According to new findings from the study, kids who do not eat peanuts in their first year of life are quite likely to develop an allergy to peanut at 3 Years. The CHILD Cohort study used data from more than 2,600 Canadian kids and revealed that children who did not eat peanuts in their first 12 months of life were almost four times to have a clinical allergy for peanut at 3 Years in correlation to infants who ate peanut before their first birthday. The study was issued in the Journal of Allergy and Clinical Immunology: In Practice.
Dr. Elinor Simons, Assistant Professor at the University of Manitoba, said, “Some of the most famous studies focusing on the timings of peanut introduction have studied children who were at the greatest peril of developing a peanut allergy.

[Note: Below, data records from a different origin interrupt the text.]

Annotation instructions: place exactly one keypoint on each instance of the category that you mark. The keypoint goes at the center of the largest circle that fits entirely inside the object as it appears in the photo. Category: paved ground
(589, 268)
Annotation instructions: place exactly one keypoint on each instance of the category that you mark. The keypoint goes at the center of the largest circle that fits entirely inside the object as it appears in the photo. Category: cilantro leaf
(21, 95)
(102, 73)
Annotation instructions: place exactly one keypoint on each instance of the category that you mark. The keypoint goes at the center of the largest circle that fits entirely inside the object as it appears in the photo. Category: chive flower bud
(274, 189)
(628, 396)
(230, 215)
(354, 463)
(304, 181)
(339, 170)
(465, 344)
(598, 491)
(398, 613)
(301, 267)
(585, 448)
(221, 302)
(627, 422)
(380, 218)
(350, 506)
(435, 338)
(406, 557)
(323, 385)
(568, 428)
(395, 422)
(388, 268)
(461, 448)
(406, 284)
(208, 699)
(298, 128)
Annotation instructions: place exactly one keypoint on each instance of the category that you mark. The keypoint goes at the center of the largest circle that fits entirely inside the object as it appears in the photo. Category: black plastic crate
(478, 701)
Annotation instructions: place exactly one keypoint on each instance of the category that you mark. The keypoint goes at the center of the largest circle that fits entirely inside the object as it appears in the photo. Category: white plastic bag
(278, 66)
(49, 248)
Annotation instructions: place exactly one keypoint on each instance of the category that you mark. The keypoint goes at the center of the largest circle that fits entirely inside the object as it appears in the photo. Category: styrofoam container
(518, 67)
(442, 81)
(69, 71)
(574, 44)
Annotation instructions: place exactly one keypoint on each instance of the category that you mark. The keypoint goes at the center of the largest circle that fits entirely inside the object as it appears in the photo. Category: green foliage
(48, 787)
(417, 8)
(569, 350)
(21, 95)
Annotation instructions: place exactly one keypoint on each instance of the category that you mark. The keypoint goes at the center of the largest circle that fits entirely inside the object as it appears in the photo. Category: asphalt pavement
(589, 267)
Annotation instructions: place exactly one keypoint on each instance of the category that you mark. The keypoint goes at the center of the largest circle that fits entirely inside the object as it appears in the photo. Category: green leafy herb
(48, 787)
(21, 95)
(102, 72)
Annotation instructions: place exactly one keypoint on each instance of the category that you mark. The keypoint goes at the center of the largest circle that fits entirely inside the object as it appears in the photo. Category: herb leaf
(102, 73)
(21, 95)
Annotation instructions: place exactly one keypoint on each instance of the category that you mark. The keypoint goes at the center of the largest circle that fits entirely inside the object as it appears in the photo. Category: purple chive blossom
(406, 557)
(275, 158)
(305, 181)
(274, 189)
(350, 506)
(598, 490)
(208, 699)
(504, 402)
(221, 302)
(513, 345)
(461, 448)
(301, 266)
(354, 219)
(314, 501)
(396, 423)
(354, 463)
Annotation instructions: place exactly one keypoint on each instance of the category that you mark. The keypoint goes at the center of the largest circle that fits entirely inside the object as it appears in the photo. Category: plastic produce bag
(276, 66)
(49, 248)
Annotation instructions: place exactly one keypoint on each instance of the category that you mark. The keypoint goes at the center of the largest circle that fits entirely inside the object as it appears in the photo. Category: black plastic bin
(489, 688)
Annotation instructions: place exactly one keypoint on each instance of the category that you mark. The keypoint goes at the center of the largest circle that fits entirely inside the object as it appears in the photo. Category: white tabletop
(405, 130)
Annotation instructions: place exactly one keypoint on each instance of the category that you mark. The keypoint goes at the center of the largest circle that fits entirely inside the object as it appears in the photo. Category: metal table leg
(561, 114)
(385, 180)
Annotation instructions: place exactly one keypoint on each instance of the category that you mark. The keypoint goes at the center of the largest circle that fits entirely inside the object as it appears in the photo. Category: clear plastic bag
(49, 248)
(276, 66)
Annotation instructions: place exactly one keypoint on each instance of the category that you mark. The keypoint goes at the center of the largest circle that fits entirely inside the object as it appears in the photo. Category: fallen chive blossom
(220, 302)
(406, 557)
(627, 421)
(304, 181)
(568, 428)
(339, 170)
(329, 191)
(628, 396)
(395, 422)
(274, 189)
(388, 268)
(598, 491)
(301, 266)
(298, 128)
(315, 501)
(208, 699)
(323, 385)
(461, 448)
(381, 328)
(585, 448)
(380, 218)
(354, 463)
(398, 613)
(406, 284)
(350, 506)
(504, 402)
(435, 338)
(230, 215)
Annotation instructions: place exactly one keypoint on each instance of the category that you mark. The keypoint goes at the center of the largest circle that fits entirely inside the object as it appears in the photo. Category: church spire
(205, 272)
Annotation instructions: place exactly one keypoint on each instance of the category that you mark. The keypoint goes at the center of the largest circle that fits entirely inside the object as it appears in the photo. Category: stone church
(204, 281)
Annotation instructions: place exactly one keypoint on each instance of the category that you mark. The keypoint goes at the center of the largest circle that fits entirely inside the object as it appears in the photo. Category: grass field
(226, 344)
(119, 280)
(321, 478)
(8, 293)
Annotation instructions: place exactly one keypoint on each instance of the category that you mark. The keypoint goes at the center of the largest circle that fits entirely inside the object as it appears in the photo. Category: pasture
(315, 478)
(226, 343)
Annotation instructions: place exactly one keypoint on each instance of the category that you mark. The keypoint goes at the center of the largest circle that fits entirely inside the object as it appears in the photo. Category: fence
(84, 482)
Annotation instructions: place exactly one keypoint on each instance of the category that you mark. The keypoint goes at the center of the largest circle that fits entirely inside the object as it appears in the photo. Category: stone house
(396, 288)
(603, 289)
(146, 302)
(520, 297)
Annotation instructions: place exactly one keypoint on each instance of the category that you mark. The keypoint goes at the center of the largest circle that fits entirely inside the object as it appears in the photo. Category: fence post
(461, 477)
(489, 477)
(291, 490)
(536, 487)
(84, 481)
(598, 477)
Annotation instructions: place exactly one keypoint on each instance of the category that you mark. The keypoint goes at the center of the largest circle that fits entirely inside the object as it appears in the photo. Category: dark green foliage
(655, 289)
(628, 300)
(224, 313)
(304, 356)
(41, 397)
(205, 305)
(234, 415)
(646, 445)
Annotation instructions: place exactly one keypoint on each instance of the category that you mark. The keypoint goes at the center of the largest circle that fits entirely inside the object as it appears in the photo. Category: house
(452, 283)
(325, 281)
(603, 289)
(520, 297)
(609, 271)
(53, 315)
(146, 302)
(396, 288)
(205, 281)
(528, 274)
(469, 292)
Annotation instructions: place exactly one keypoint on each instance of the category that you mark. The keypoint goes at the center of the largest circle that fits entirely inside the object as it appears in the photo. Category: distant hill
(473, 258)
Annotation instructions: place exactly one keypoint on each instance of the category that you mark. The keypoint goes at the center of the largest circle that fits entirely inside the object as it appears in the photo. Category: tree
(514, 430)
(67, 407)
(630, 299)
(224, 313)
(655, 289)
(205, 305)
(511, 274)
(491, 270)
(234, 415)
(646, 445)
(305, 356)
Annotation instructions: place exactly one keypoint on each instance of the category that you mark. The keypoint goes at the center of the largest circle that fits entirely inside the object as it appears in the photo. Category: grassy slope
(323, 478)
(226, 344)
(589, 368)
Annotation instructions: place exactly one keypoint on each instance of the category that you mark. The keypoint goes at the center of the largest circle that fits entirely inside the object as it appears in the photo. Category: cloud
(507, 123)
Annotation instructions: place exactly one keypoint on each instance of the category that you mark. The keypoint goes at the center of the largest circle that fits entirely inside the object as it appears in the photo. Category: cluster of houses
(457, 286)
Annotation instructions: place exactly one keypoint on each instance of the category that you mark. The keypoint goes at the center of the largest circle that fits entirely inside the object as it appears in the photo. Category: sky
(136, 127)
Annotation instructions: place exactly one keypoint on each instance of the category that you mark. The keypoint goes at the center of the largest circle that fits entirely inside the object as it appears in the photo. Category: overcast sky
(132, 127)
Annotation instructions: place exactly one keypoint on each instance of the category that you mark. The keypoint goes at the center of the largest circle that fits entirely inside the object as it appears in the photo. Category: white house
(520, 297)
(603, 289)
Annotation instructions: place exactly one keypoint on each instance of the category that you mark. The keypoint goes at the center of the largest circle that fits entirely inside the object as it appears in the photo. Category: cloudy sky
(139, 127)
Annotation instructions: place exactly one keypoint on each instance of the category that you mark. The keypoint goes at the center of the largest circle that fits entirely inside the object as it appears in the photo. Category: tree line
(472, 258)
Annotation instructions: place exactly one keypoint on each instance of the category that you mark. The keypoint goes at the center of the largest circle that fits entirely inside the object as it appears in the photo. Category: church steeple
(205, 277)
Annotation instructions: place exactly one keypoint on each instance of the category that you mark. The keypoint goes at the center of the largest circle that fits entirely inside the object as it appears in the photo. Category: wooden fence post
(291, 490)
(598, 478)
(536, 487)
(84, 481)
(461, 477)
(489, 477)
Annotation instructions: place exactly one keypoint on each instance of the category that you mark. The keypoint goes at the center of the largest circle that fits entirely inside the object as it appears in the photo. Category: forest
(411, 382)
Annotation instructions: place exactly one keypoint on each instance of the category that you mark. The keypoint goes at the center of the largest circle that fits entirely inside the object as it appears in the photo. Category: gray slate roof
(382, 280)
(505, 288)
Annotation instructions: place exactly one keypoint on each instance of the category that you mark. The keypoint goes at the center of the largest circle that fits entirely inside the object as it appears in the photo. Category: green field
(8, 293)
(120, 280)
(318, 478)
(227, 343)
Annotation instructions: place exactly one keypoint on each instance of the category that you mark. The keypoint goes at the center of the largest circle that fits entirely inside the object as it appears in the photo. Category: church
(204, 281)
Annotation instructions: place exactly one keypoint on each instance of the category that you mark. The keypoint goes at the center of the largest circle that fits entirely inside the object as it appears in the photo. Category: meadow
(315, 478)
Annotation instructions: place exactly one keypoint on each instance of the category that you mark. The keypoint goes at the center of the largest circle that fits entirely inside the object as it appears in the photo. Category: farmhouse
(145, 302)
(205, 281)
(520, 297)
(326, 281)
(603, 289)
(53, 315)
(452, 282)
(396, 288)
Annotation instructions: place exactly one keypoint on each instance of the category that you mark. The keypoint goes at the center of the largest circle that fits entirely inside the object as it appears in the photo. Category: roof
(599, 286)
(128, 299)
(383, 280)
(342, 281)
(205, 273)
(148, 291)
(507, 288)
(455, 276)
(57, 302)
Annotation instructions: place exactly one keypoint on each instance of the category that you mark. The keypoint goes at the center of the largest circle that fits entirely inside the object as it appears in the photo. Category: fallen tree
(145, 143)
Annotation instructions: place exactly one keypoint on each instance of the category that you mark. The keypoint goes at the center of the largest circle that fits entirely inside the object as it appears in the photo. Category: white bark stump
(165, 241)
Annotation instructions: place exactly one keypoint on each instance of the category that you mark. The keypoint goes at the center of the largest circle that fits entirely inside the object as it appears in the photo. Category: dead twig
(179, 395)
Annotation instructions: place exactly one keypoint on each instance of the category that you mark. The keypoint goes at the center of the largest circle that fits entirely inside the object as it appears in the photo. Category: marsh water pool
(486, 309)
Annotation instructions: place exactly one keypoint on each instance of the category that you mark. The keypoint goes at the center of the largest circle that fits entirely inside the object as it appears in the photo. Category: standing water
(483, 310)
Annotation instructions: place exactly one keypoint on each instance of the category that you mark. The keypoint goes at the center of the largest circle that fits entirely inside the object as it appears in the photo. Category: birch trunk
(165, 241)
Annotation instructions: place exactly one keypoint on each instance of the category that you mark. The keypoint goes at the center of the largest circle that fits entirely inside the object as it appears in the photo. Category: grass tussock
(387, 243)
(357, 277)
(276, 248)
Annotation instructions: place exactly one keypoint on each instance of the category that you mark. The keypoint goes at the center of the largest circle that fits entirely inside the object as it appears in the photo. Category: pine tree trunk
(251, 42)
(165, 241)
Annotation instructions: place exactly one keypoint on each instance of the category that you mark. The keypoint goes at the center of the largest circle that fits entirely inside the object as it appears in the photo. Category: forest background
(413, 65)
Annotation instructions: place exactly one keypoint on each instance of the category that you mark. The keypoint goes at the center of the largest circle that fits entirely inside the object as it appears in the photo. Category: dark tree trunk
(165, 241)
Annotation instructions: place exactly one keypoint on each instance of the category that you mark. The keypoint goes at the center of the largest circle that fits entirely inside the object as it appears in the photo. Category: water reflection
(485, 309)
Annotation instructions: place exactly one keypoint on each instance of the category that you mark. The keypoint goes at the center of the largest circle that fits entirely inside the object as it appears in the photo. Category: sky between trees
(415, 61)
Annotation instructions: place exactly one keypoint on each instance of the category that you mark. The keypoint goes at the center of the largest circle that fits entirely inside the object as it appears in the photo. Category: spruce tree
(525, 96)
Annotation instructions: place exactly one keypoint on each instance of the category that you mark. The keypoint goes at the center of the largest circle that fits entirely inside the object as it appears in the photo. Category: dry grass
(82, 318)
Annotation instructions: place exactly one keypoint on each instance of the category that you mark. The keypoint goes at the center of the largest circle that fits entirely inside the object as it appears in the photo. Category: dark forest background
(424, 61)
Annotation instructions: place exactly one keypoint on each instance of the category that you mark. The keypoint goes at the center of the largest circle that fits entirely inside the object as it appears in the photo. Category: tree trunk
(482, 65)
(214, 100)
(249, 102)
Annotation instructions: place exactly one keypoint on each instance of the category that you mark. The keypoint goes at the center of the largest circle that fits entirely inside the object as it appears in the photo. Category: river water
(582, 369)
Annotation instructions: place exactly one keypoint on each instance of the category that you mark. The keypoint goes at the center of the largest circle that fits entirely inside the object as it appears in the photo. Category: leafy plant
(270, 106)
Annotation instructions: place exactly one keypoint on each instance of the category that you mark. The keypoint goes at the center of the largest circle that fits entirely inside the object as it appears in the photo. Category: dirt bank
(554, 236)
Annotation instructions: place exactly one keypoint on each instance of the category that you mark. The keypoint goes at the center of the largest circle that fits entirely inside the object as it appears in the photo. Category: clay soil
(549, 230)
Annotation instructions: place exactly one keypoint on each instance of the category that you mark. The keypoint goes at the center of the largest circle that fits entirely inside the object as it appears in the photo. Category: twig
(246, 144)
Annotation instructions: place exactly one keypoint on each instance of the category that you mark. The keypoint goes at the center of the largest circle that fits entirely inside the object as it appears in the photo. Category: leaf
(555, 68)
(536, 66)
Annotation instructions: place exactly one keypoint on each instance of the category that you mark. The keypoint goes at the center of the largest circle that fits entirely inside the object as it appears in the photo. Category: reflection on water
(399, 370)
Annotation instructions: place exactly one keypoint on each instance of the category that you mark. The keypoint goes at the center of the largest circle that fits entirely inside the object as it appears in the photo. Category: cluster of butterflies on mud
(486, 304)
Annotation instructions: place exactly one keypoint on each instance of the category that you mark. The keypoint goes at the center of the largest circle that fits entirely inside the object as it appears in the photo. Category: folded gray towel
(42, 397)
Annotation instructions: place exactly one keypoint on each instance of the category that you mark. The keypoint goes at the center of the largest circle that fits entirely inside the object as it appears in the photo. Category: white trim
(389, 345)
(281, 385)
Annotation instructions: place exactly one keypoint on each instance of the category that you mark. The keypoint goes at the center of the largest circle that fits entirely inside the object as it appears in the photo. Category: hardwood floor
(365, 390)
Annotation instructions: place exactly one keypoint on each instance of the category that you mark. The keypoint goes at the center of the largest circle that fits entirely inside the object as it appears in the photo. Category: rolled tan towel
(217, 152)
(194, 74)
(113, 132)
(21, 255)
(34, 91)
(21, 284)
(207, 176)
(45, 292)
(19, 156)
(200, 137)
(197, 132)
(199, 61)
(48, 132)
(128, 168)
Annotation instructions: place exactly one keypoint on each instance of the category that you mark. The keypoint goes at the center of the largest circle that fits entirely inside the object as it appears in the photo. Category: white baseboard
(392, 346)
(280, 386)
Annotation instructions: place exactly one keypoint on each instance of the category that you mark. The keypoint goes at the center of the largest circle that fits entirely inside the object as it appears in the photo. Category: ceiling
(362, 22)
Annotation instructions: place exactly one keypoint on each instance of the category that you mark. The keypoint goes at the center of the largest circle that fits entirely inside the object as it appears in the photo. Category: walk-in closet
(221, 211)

The findings are important as the CHILD Cohort study is done on the general population and most of the kids are not at the higher menace of peanut allergy. Even when we expelled high-risk kids, untimely peanut introduction was linked with lesser jeopardy of peanut allergy at 3 Years. This showed that lower-risk kids might also gain from early introduction of peanut.”
On a similar note, recently a study showed that immunotherapy for peanut allergy presents protection but not a cure. Scientists from KCL (King’s College London) discovered that a possible treatment for peanut allergy offers some level of protection but does not treat an allergic patient and this can explain why allergic responses are still seen during treatment. The study was published in the Journal of Allergy and Clinical Immunology. The researchers examined samples of patients who experience peanut allergy by POIT (peanut oral immunotherapy) and discovered that it does not stop them from being allergic instead it just suppressed the reaction.